In my earlier blog “merge merge merge…” I made mention that Data Merge just populates a layout with data from a database: doesn’t understand the data; nor does Data Merge adjust the casing of the text.
Having said that, no software will actually understand what the data is, besides knowing the data as an integer, string, set of characters, or a file reference.
But, I did find workarounds to this to make plain old data become a bit more dynamic, and in this post, I’ll reveal how.
Some software such as Microsoft Excel will allow us to do more with the data than InDesign will, such as:
- sort the data (e.g. by postcode, or postcode AND name, etc)
- format numerical data (e.g. turn 48596 into $48,596.00)
- format date data (e.g. 12-10-11 into Wednesday, 12 October 2011)
- format character data (e.g. turn BACON & EGGS into Bacon & Eggs or bacon & eggs)
- add if-else statements (e.g. if data = value, then A, otherwise B,C,D,E,F,G,H [there is a limit of 7 in Excel])
I did touch upon using GREP to change specific text and to fix surnames, but did not elaborate on how this was done. In this post, I will explain how this was done.
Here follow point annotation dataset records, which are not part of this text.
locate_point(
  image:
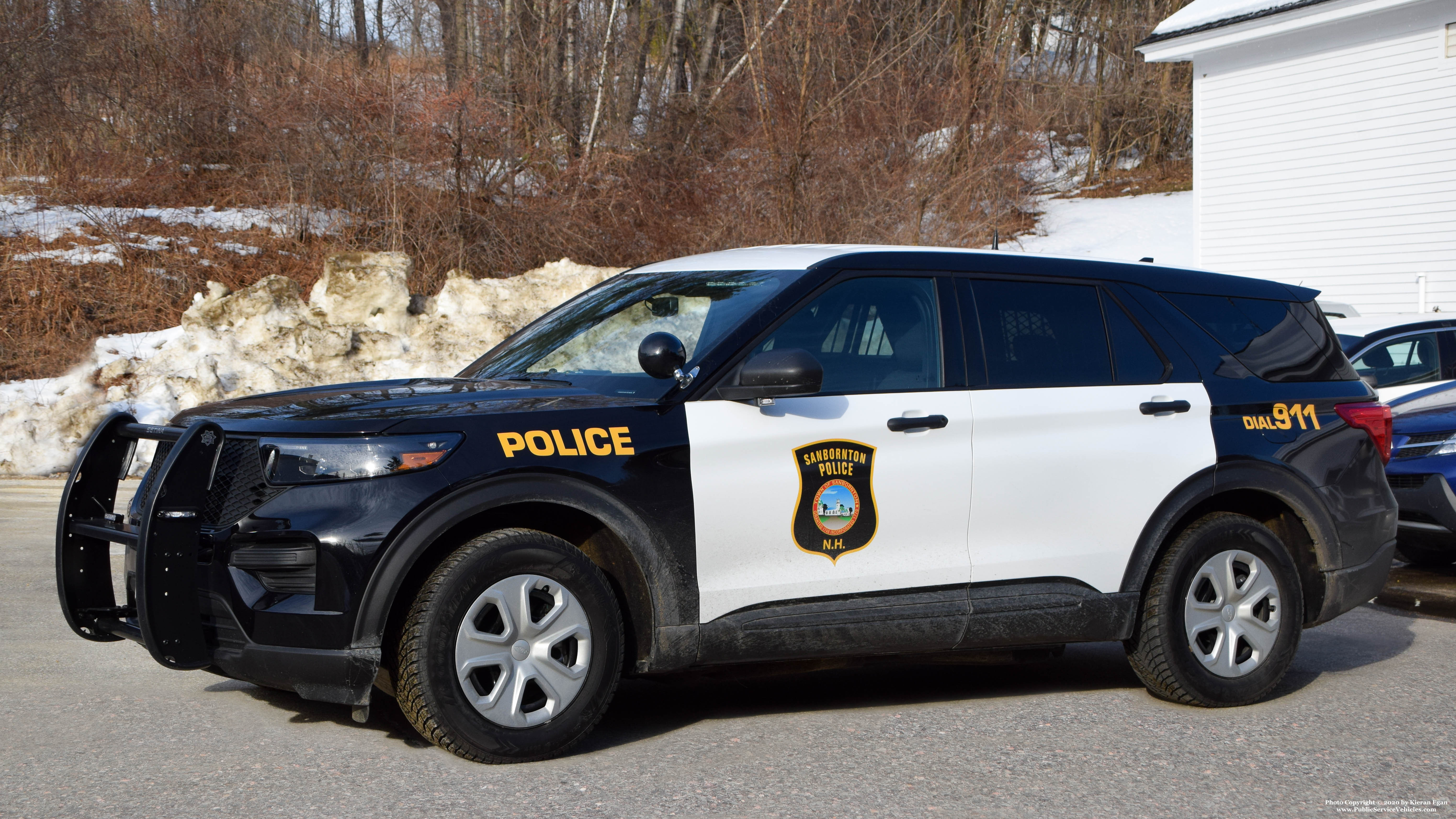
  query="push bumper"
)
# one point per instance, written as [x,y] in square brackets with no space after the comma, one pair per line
[167,611]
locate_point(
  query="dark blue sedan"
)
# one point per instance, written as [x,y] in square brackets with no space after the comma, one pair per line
[1422,471]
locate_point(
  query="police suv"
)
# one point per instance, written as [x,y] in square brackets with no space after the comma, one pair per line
[758,455]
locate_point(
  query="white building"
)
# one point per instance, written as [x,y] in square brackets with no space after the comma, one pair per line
[1324,143]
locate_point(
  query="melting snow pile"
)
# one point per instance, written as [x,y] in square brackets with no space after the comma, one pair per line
[1119,228]
[24,216]
[354,326]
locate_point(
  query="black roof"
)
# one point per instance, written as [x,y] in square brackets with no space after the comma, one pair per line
[1157,278]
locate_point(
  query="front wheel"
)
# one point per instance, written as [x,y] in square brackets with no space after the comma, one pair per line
[512,651]
[1222,615]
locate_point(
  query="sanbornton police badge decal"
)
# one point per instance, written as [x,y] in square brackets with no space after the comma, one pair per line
[836,509]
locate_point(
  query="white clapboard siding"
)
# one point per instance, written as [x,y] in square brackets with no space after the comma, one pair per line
[1327,158]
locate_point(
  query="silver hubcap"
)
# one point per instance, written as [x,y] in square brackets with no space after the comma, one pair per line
[523,651]
[1232,613]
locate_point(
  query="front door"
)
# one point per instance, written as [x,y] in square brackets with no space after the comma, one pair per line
[816,496]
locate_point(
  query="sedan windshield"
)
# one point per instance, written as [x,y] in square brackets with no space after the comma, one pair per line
[592,342]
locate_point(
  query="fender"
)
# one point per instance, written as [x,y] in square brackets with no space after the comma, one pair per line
[1270,477]
[672,588]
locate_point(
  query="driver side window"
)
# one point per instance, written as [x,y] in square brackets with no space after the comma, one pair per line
[1410,359]
[877,334]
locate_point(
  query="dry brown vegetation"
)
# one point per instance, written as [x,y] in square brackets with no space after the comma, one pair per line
[496,135]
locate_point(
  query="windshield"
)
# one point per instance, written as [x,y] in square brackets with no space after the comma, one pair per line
[592,342]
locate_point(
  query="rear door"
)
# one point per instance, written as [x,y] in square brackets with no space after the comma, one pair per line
[817,496]
[1068,464]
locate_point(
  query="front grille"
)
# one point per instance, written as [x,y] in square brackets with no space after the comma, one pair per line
[1407,482]
[238,486]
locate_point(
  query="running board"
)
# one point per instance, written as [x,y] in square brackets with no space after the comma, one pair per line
[165,615]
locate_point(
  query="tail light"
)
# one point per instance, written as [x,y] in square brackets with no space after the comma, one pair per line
[1375,420]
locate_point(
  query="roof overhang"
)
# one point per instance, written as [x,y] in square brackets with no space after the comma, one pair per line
[1181,46]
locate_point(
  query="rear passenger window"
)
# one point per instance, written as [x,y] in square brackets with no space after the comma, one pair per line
[870,334]
[1412,359]
[1279,342]
[1133,355]
[1042,334]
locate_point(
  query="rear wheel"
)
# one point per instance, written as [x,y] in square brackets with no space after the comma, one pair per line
[1222,615]
[512,651]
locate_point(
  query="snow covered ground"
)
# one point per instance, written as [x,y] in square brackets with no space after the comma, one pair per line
[1125,228]
[356,324]
[25,216]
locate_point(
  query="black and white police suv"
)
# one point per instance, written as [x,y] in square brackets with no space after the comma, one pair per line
[761,455]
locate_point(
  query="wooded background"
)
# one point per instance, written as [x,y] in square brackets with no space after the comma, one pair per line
[496,135]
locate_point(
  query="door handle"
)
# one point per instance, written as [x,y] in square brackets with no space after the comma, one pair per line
[911,425]
[1155,407]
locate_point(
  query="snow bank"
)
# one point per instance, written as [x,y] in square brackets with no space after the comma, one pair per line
[24,216]
[354,326]
[1123,228]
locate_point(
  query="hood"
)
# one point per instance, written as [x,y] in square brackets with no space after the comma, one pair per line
[1432,410]
[375,407]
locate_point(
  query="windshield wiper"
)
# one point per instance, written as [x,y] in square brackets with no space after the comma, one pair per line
[532,378]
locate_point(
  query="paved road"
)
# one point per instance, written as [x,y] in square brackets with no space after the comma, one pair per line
[91,729]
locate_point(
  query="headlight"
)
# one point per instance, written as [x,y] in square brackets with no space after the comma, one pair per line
[312,461]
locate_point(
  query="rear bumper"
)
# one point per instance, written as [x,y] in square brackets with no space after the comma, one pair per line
[1349,588]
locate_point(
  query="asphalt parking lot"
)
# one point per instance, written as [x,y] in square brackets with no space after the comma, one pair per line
[1368,713]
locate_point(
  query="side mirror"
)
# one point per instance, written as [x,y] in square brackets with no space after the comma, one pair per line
[662,355]
[777,374]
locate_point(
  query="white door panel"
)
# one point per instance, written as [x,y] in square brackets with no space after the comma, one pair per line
[746,489]
[1068,477]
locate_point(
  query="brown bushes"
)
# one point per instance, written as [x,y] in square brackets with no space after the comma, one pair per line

I’ve prepared a pdf with the working InDesign files, links and databases attached within the PDF so that all can be revealed.
Changing specific phrases:
In the InDesign file which made the PDF, GREP styles were assigned to the heading on the test invoice. A paragraph style has been assigned to the text which uses two GREP styles – one turns the type Green in Myriad (called ok); while the other turns the type Red in Rockwell with a custom underline (called exceeded).
In the Excel file, there are three specific names which need to change:
- Mcavaney to McAvaney;
- O’driscoll to O’Driscoll;
- Dixon-bulls to Dixon-Bulls
Excel will allow the changing of type to uppercase, title case or lower case. InDesign will allow the dynamic changing of case to uppercase only. Yes, InDesign will allow the changing of text to upper, lower, title and sentence case when selected, but not part of a character style – only all-caps (which acts as uppercase).
However, GREP styles allow specific letters to change case, which allow the three changes to happen. Two styles have to be created:
The first character setting only has the All Caps setting changed in the options (called uppercase in the example).
The second character setting only has the Normal setting changed in the options (called NOT uppercase in the example)
From here, make a Paragraph style with the GREP styles as illustrated in this picture; or copy the text below
Performs a positive lookahead in that paragraph style from any word with the first two letters Mc and then uppercase the third lowercase letter. It changes Mcavaney to McAvaney.
Performs a positive lookahead in that paragraph style from any uppercase letter followed by an apostrophe and then uppercase a lowercase letter which follows it. It changes O’driscoll to O’Driscoll or D’onofrio to D’Onofrio.
The last fix was the hardest and I owe a debt of gratitude to regular poster to both Adobe Forums and indesignsecrets.com poster, Jongware, for his help resolving the issue. To fix the hyphenated names, first a GREP which assigns All Caps style to words which start with a capital letter and then have lowercase letters and a hyphen. An additional GREP is then run afterward which strips the All Caps style from what was just applied except for the letter after the hyphen.
This fix did come with a warning of potential side effects so I have not implemented it professionally, but felt that it was worth demonstrating to show the power of GREP.
Adding bar graphs:
This is the one I’m most proud of, but is also the hardest to explain. I’ve said many times that InDesign doesn’t understand the data its placing, meaning that InDesign wouldn’t be able to just see numbers and then work out how big a bar graph would be based on that number.
One way would be to make the value of the bar in data merge a picture… but if the numbers vary by hundreds or thousands, this means making thousands of links… not an option.
However, if there was a way to make building blocks which could be sewn together using inline graphics which would add up to the target number, then there would only need to be a few links made for the bars in the bar graph… and that’s how the answer was achieved: Binary.
The Binary numbering system (1 and 0) can represent bigger numbers quite simply. For example, 00000001 is the number 1, but 11011001 is the number 217. A binary number 16 digits long e.g. 1010101010101010 (43690) can represent numbers up to 65535. There are many binary to decimal calculators such as this one:
Knowing this, I used a formula to convert the Excel value to Binary. Normally, Excel can handle binary numbers up to 10 digits long, but a clever workaround by Foggylog can extend this to 16, 24 or 32 places.
The Binary is then broken apart and if-else statements are used so that if a value appears in a certain field, then it was to yield either the relevant part of the bar graph or a fraction of a bar graph – this will become apparent later. See the Excel file for more information. Because the values in the graphs are so huge, i’ve only included portions of the total value in the graph, so the bar graphs are to the nearest 16 increments of value.
The trick to merging it all in InDesign was to make a textbox the graphs made by using inline graphics which are then replaced with the picture refs from data merge and making sure that the “fit images to frames” is turned on (it won’t work without it). This is where the fractions of the bar graph come into play as there can’t be a truly blank .ai file to link to, but if it is almost blank, that will work.